By that time they had written and performed some 60 poems together, Giron says. Still, Latimer shocked him when he said he had emailed the poem to the STUDIO to consider having it animated.

“Kirk was just a shoot-for-the-stars kind of guy,” Giron says. “Animation is insanely expensive, so I just never would have asked.”

Latimer approached that particular studio because of a past success Kinetic Affect had on an earlier project.

“We had worked with them a couple of years back on another animation that we were doing in collaboration with the W.K. Kellogg Foundation,” Giron says.

But that project, called, “A Simple Question,” was funded by the foundation.

With “Stargazing,” they reached a deal with the STUDIO to make payments over a three-year period, with completion expected this year. 

“Then 2020 happened and my cousin Taylor passed away over the summer and then Kirk died in September,” Giron says.

The animation project could have been stalled or terminated right then, but Giron was determined to carry it on.

“I just felt this strong urge that it was going to come together,” he says.

Receiving assistance from local foundations and the nonprofit Speak It Forward Inc., which Giron and Latimer founded in 2009, Giron was able to get the project completed on schedule.

“I think it’s beautiful,” he says, giving credit to Nick Lobel, “an amazing, talented (music) producer,” with whom they also had collaborated on the previous animated poem.

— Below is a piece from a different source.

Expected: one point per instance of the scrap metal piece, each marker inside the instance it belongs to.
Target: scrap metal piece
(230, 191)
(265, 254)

Meanwhile, Giron, 39, is carrying on what he and Latimer started together in 2006, shortly after they met at a Kalamazoo poetry slam competition, but now as a solo act again.

“The performing I now am doing on my own,” he says. “It’s taking a little adjusting to get back into that pre-2006 form.”

And then there’s also the work of Speak it Forward.

Before Latimer’s death, he and Giron had collaborated with Ed Genesis, who has succeeded Latimer as co-director of Speak It Forward and has helped guide the nonprofit, which focuses on seminars and workshops geared toward struggling youths and adults, into more community work in conjunction with local institutions, particularly as it relates to preventing self-defeating behavior or conditions that lead to homelessness.

Also part of Speak it Forward is an area dear to Giron’s heart: Mindfulness.

“I would always find ways to work that (mindfulness) into our workshops with youth and adults,” says Giron, who founded Mindfulness Over Matter LLC last year. “It’s really about being in the present moment and paying attention to ‘what is.’

“Mindfulness is about paying attention to what we are giving attention to, even unconsciously.”

With the deaths that have occurred to those close to him, and setbacks he has experienced personally (he is a cancer survivor), Giron is finding a way to continue the positive message that he and Latimer started more than a decade ago.

“I had kind of an ‘aha’ (moment) in 2018,” he explains. “I was on a retreat and I realized a lot of us want to be happy … but we don’t institute habitual practices to do that in our life.

“A lot of us have practices of apathy, distraction … we’re more drawn to the negative because of survival instincts.”

“I create habits and routines in my life that perpetuate purpose,” he says.

“So when things get difficult, I have things in place that keep me grounded.”